In the previous analysis, we mentioned that multiplying each existing ugly number by 2, 3, and 5 is actually not required, because the existing ugly number exists in the array in order. For multiplied by 2, there must be an ugly number T2, and the result of multiplying each ugly number before it by 2 will be smaller than the largest ugly number, the result of multiplying every ugly number after it by 2 is too large.
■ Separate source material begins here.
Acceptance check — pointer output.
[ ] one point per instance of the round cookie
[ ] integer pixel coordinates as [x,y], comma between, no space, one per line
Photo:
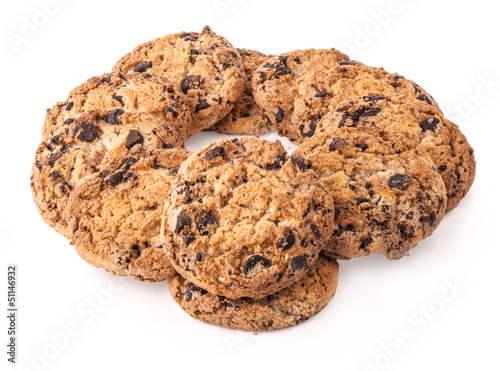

We only need to write down the location of the ugly number, and update the T2. For multiplied by 3 and 5, there is the same T3 and T5.

With these analyses, we can easily write the following code:

int GetUglyNumber_Solution2(int index)
{
    if(index <= 0) return 0;

    int *pUglyNumbers = new int[index];
    pUglyNumbers[0] = 1;
    int nextUglyIndex = 1;

    int *pMultiply2 = pUglyNumbers;
    int *pMultiply3 = pUglyNumbers;
    int *pMultiply5 = pUglyNumbers;

    while(nextUglyIndex < index)
    {
        int min = Min(*pMultiply2 * 2, *pMultiply3 * 3, *pMultiply5 * 5);
        pUglyNumbers[nextUglyIndex] = min;
        while(*pMultiply2 * 2 <= pUglyNumbers[nextUglyIndex])
            ++pMultiply2;
        while(*pMultiply3 * 3 <= pUglyNumbers[nextUglyIndex])
            ++pMultiply3;
        while(*pMultiply5 * 5 <= pUglyNumbers[nextUglyIndex])
            ++pMultiply5;
        ++nextUglyIndex;
    }

    int ugly = pUglyNumbers[nextUglyIndex - 1];
    delete[] pUglyNumbers;
    return ugly;
}

int Min(int number1, int number2, int number3)
{
    int min = (number1 < number2) ? number1 : number2;
    min = (min < number3) ? min : number3;
    return min;
}

Compared with the first approach, this algorithm does not need to perform any calculations on non-ugly integers, so the time complexity is much lower. Interested readers can calculate the running time of the getuglynumber_solution1 (1500) and getuglynumber_solution2 (1500) functions respectively. Of course, we also need to point out that the second algorithm needs an array and requires additional memory to store the generated ugly number. The first algorithm does not have such memory overhead.